Tous deux s'assirent sous l'arbre près de la maison, à l'abri du vent, et se mirent au travail.
« Parker, fabrique d'abord un axe. »
Bai Qingqing traça un schéma simple au sol, puis dessina un trait épais pour l'axe. Elle réfléchit et dit : « Cet axe doit être assez dur pour résister à d'énormes forces. Avec quoi devrions-nous le faire ? »
« De la pierre », répondit Parker sans hésiter, alors qu'il ignorait ce que Bai Qingqing voulait fabriquer.
Bai Qingqing demanda joyeusement : « C'est possible ? Il me le faut de cette longueur, et il doit être très lisse et bien rond. »
« Quoi que tu veuilles, je m'en occupe », dit Parker en tapant sur sa poitrine.
Le visage de Bai Qingqing s'illumina instantanément. « D'accord. »
Parker trouva un long morceau de pierre et se mit à façonner l'axe. Bai Qingqing ramassa une écaille de serpent et commença à tailler une tige de bambou en traçant des lignes dessus.
Elle n'avait pas assez de force et dut encore compter sur Parker pour la structure principale.
Comme l'eau dans le trou était complètement stagnante, Bai Qingqing décida de faire une roue à aubes plus petite. Une tige de bambou large comme un bol suffisait.
Ils étaient en plein milieu de la fabrication quand Curtis arriva soudain.
« Laissez-moi vous aider. »
Curtis avait la peau pâle, une chevelure longue et d'un rouge vif, et des lèvres couleur sang, ce qui le faisait paraître à la fois doux et dangereux, debout dans la tempête de neige.
Bai Qingqing jeta un coup d'œil vers lui et lui fit signe vivement. « Viens vite. Il fait froid dehors. »
Curtis s'approcha de Bai Qingqing et s'assit. Il prit ses mains, rouges de froid, et fronça les sourcils. « Pourquoi es-tu encore dehors si tu sais qu'il fait froid ? »

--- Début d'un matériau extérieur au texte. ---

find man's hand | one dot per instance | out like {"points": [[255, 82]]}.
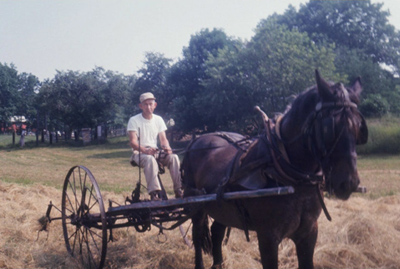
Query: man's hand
{"points": [[167, 150], [150, 151]]}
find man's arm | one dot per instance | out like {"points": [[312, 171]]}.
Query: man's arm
{"points": [[164, 142], [134, 143]]}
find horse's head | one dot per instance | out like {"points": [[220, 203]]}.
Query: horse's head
{"points": [[337, 128], [328, 119]]}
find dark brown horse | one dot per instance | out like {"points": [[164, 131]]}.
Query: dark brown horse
{"points": [[311, 147]]}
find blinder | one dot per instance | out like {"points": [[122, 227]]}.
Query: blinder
{"points": [[324, 127]]}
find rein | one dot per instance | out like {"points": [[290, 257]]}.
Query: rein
{"points": [[288, 174]]}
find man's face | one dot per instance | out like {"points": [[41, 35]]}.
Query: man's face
{"points": [[148, 106]]}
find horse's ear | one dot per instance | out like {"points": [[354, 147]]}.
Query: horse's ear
{"points": [[357, 87], [324, 89]]}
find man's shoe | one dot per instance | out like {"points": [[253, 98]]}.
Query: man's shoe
{"points": [[155, 196], [178, 193]]}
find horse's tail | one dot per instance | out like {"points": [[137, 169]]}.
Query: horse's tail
{"points": [[201, 232]]}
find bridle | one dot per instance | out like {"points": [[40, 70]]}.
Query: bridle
{"points": [[317, 131]]}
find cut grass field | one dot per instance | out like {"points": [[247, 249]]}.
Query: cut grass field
{"points": [[364, 233]]}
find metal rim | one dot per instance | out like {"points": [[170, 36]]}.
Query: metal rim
{"points": [[83, 218]]}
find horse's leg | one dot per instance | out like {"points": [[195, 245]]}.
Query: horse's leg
{"points": [[217, 236], [201, 237], [305, 248], [268, 246]]}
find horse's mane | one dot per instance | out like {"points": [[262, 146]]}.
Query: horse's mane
{"points": [[305, 102]]}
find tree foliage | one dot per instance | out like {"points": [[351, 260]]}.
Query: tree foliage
{"points": [[84, 99], [219, 79]]}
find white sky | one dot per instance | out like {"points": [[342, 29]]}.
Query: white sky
{"points": [[42, 36]]}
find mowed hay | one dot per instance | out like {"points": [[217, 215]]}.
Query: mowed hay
{"points": [[363, 234]]}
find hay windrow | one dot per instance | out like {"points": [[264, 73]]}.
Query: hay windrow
{"points": [[363, 234]]}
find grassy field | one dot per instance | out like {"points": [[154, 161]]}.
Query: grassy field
{"points": [[364, 233], [109, 163]]}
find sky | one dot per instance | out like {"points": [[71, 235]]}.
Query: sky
{"points": [[43, 36]]}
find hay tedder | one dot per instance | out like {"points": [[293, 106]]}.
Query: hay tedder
{"points": [[88, 226]]}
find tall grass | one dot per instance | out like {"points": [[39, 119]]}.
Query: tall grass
{"points": [[384, 137]]}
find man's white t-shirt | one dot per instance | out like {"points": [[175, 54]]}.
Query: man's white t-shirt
{"points": [[149, 129]]}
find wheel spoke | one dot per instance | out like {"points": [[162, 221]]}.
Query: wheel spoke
{"points": [[81, 202]]}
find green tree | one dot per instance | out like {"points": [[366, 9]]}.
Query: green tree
{"points": [[358, 25], [84, 99], [152, 77], [277, 63], [9, 97], [187, 76]]}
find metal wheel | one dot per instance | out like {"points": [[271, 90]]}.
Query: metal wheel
{"points": [[83, 218]]}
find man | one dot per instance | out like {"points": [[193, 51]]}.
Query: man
{"points": [[150, 127]]}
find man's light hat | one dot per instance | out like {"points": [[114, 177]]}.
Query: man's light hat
{"points": [[147, 95]]}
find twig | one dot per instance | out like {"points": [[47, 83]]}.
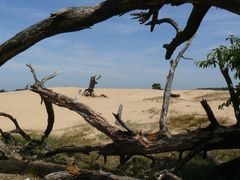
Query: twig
{"points": [[119, 120], [18, 128], [213, 121]]}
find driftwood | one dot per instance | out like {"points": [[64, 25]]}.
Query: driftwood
{"points": [[93, 81], [124, 143], [85, 174], [175, 95], [79, 18], [129, 143], [173, 65]]}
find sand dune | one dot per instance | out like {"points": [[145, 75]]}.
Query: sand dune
{"points": [[139, 106]]}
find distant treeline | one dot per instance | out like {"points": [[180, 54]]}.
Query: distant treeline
{"points": [[213, 88]]}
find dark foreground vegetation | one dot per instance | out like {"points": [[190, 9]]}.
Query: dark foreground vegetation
{"points": [[128, 152]]}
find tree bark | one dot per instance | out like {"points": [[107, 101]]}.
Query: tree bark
{"points": [[233, 95], [168, 87], [79, 18]]}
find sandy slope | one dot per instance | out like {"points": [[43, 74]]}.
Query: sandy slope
{"points": [[139, 106]]}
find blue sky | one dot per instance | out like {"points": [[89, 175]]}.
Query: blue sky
{"points": [[123, 51]]}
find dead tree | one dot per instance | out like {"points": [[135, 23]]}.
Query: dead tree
{"points": [[79, 18], [127, 143], [124, 143], [93, 81]]}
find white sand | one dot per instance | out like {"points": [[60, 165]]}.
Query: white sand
{"points": [[139, 106]]}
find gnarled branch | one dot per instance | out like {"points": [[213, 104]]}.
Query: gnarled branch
{"points": [[18, 128], [79, 18]]}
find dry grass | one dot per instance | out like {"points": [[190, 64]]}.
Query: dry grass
{"points": [[220, 96]]}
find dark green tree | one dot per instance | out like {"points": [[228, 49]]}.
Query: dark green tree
{"points": [[227, 58]]}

« Je ne peux pas fabriquer ça si je rentre. » Bai Qingqing fit la moue et le regarda avec hésitation. « Rentres-toi. J'irai te tenir compagnie une fois que j'aurai fini. »
Curtis la regarda froidement. Il ramassa ensuite un morceau de bambou et le trancha délicatement avec son ongle, produisant une tige de bambou qui ressemblait trait pour trait à celle qu'elle tenait.
« D'accord. À plusieurs, on est plus forts. » Bai Qingqing cessa de râler et dit : « Faisons douze tiges de bambou. »
Avec l'aide de Curtis, ils avancèrent bien plus vite et finirent le godet de la roue en moins d'une minute. Ils passèrent ensuite aux roulements.
Bai Qingqing fit tailler à Curtis les pièces nécessaires pour les roulements dans un tronc d'arbre.
Le tronc faisait environ un mètre de diamètre. Un trou fut creusé en son centre pour y faire passer l'axe. Douze colonnes arrondies, juste assez fines pour être toutes maintenues ensemble par la tige de bambou, furent taillées dans le moyeu en bois. Tout le bois restant fut ébarbé.
Ils trouvèrent ensuite douze autres rondins, chacun aussi épais que les roulements, et assemblèrent les pièces à l'aide de tronçons de bambou creux. Ainsi, la partie principale de la roue à aubes était terminée.
Après avoir attaché le godet au tronc d'arbre, la roue à aubes commença à prendre forme.
À ce moment-là, Parker avait fini l'axe en pierre. Il l'apporta et demanda : « Je le mets juste comme ça ? »
« Mm. » Bai Qingqing hocha la tête. Elle maintint la roue à aubes, haute de deux à trois mètres, pour que Parker puisse y insérer l'axe. Deux anneaux de bois furent ensuite placés de part et d'autre de l'axe pour stabiliser la roue. Après les avoir fixés avec de l'herbe sèche, la roue à aubes était enfin achevée.
Bai Qingqing fut la plus surprise en regardant le résultat final.
« C'est tout ? Ça va marcher ? » demanda-t-elle hésitante.